On television, police routinely make an arrest at the scene of a crime or as soon as they know the identity of the suspect. In reality, the system works differently. How long can the police wait to charge a crime? The answer is a long time.
Our clients are frequently shocked to find out they’ve been charged with a felony or misdemeanor after weeks, months, or years since the time of the alleged crime. They ask, “if they had evidence that I was guilty, wouldn’t they have arrested me sooner?” Because of stereotypes perpetuated by television and movies, most people are not aware that in real life, investigations can take quite a bit of time.
In most situations, police do not make an immediate arrest when a complaint is made about a possible crime. Under the Sixth Amendment to the United States Constitution, a defendant has a right to a “speedy trial.” If a charged defendant insists on a speedy trial, there may not be time for the police to conduct a thorough investigation. Because of this, the government doesn’t proceed with a prosecution until they are satisfied they’ve collected enough evidence to take the case to court.
Reasons for a Delay in Charges
There are many reasons that there can be a delay in the issuance of felony or misdemeanor charges. In some cases, the investigating law enforcement agency or agencies need to conduct a thorough investigation. Some investigative tools that take time include:
- Finding and interviewing witnesses,
- Using phono-lineups or “show up” procedures to identify the suspect,
- Issuing subpoenas to seize evidence,
- Conducting physical or electronic surveillance,
- Conducting scientific, laboratory, ballistic, or forensic analysis,
- Obtaining GPS, cell phone tower, and phone records,
- Locating and analyzing surveillance audio and video,
- Subpoenaing evidence from social media websites,
- Securing and executing wiretaps and pen registers, and more.
Once the investigation is completed, the reports and evidence have to be reviewed by a prosecutor. Except in the most obvious, misdemeanor cases, prosecutors determine the charges, not police officers or law enforcement agents. If the evidence is voluminous or the prosecutor has a large workload, there can be a delay in determining the charges.
Conversely, some misdemeanors can be charged with a ticket issued by police officers. Misdemeanor charges that are frequently charged directly by police officers include Retail Fraud, OWI, DUI, OWPD, Driving on a Suspended License (DWLS), Reckless Driving, and Domestic Violence. Even though a police officer may issue a ticket for one of these offenses, the prosecutor has the final decision-making authority. Even in cases that seem uncomplicated, a prosecutor may want the police to do some additional investigation before deciding what crimes to charge.

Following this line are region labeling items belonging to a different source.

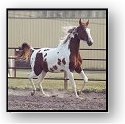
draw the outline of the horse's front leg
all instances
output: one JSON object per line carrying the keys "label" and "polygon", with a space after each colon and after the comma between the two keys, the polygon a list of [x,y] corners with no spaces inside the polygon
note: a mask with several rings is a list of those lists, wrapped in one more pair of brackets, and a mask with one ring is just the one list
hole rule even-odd
{"label": "horse's front leg", "polygon": [[88,77],[85,75],[83,70],[80,72],[80,75],[81,75],[82,79],[84,80],[84,83],[83,83],[82,88],[81,88],[81,91],[83,91],[83,89],[85,87],[85,83],[88,82]]}
{"label": "horse's front leg", "polygon": [[38,77],[38,83],[39,83],[39,87],[40,87],[42,94],[45,96],[49,96],[48,94],[45,94],[45,92],[43,91],[43,87],[42,87],[43,79],[45,76],[46,76],[46,72],[42,71],[42,73]]}
{"label": "horse's front leg", "polygon": [[32,92],[31,92],[31,95],[33,96],[34,94],[35,94],[35,91],[36,91],[36,87],[35,87],[35,85],[34,85],[34,82],[33,82],[33,78],[34,77],[36,77],[36,75],[34,74],[34,72],[31,72],[30,74],[29,74],[29,81],[30,81],[30,83],[32,84]]}
{"label": "horse's front leg", "polygon": [[74,80],[73,73],[72,73],[70,70],[68,70],[68,71],[67,71],[67,74],[68,74],[69,80],[70,80],[70,82],[71,82],[71,84],[72,84],[72,88],[73,88],[73,90],[74,90],[75,96],[78,98],[79,96],[78,96],[78,94],[77,94],[76,83],[75,83],[75,80]]}

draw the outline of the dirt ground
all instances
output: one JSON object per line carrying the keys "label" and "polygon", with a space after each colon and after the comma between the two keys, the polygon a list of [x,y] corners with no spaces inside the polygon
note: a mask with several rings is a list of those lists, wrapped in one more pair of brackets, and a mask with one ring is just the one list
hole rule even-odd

If a lot of time goes by, does that mean it is less likely that I will be charged?
You can never count on there not being a criminal charge until the investigation is completed, and the prosecutor decides not to authorize charges. When a prosecutor looks at the evidence and denies a warrant, the case is dropped. If more evidence is located or found at a future date, the decision to deny the charges can be changed, and a warrant can be issued. A police officer cannot force a prosecutor to authorize a charge; however, he or she can keep digging for additional evidence and try to change the prosecutor’s mind.
Should I hire a lawyer if I have not been charged?
An experienced criminal defense lawyer can communicate with the police and prosecutor before there are criminal charges. In some cases, the defense attorney may be able to provide key information that prevents charges from being issued. In many cases, the police or a detective may want to talk with you. Remember, anything you say, “can and will be used against you.” If the police think you are guilty, they will twist whatever you say so that it makes you look guilty. A veteran lawyer can speak on your behalf and avoid providing the government with additional evidence to use against you. Hiring a lawyer early, especially one who is known and has experience, can help you avoid being arrested if charges are issued. A sophisticated, retained lawyer can negotiate for an opportunity for you to turn yourself in at the courthouse, instead of jail.
Will hiring a lawyer make me look guilty?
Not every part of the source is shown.